In this post I'll be looking into our use case in a bit more detail, and in particular whether or not a resize() call is actually required.
Avoiding unnecessary initialisation
As a result of writing reader feedback to previous posts (including Herb's comments) I've realised that I've got a bit of a bad habit of sizing vectors directly, either in the vector constructor, or with calls to vector resize(), where in many cases it's actually more efficient (or better coding style) to use reserve().
We can see an example of this in the first post in this series, where I posted some code that constructs a vector with a fixed size and then immediately clears the vector, as a way of avoiding memory allocations:
std::vector<cFace> openQueueBuffer(20); openQueueBuffer.clear();
Memory allocations are bad news for performance, and avoiding unecessary allocations should be the first priority in many situations, but there's also a secondary semantic issue here related to element initialisation and it's better general purpose vector code to use the resize() method for this, as follows:
std::vector<cFace> openQueueBuffer; openQueueBuffer.reserve(20);
The difference is that the first version asks for initialisation of 20 cFace objects (with what actually happens depending on the way cFace constructors are set up), whereas the second version doesn't require any initialisation (independantly of how cFace is defined).
Note that this issue doesn't just apply to vector construction - exactly the same issue applies to vector resize() operations where vector size is increasing.
In PathEngine, because cFace is a POD class, but also because of the way initialisation is implemented in PathEngine's vector class, both versions actually work out as doing the same thing, i.e. no initialisation is performed in either case.
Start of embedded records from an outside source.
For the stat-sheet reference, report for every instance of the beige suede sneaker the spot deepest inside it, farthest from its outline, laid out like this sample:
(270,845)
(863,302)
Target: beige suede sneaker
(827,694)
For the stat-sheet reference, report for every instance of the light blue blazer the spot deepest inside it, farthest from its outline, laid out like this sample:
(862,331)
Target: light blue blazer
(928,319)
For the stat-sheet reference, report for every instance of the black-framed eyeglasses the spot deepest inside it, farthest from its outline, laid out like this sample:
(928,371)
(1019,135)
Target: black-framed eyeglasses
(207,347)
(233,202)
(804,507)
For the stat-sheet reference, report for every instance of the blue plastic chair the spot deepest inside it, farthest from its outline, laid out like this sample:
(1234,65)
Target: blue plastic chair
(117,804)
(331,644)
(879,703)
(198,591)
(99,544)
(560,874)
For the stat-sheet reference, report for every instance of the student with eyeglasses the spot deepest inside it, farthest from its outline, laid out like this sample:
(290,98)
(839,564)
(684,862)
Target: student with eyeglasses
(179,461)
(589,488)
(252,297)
But could we change the PathEngine source code to avoid calling resize() and so avoid the need for non-standard vector initialisation semantics?
Resize benchmark
In my previous post I posted the following minimal benchmark to shows how initialisation semantics can make a difference to timings.
template <class tVector> static int ResizeBenchmark() { int sum = 0; for(int i = 0; i != 400; ++i) { tVector v; v.resize(100000); v.back() += 1; sum += v.back(); } return sum; }
In the comments Herb points out that we shouldn't actually use code like this in many situations, but rather something like the following (avoiding the resize call and resulting element initialisation):
template <class tVector> int RealResizeBenchmark() { int sum = 0; for(int i = 0; i != 400; ++i) { tVector v; v.reserve(100000); for( int j = 0; j <100000; ++j ) v.emplace_back( GetNextInt() ); // or replace above loop with "v.assign( src, src+srclen );" // if your cVector code would do a bulk memcpy v.back() += 1; sum += v.back(); } return sum; }
Lets look at the buffer copy version, specifically (i.e. with the call to v.assign()), and set up an updated version of our benchmark to use this construction method.
We'll use std::vector to set up some source data, initially, for the buffer copy:
int sourceDataLength = 100000; std::vector<int> source; source.reserve(sourceDataLength); for(int i = 0; i != sourceDataLength; ++i) { source.push_back(i); }
And then the benchmark can be rewritten as follows:
template <class tVector> static int ResizeBenchmark(const int* sourceData, int sourceDataLength) { int sum = 0; for(int i = 0; i != 1000; ++i) { tVector v; v.reserve(sourceDataLength); v.assign(sourceData, sourceData + sourceDataLength); sum += v.back(); } return sum; }
This could be written more concisely with direct construction from iterators but reserve and assign are closer to what we would do in our original use case where we're actually reusing an existing vector.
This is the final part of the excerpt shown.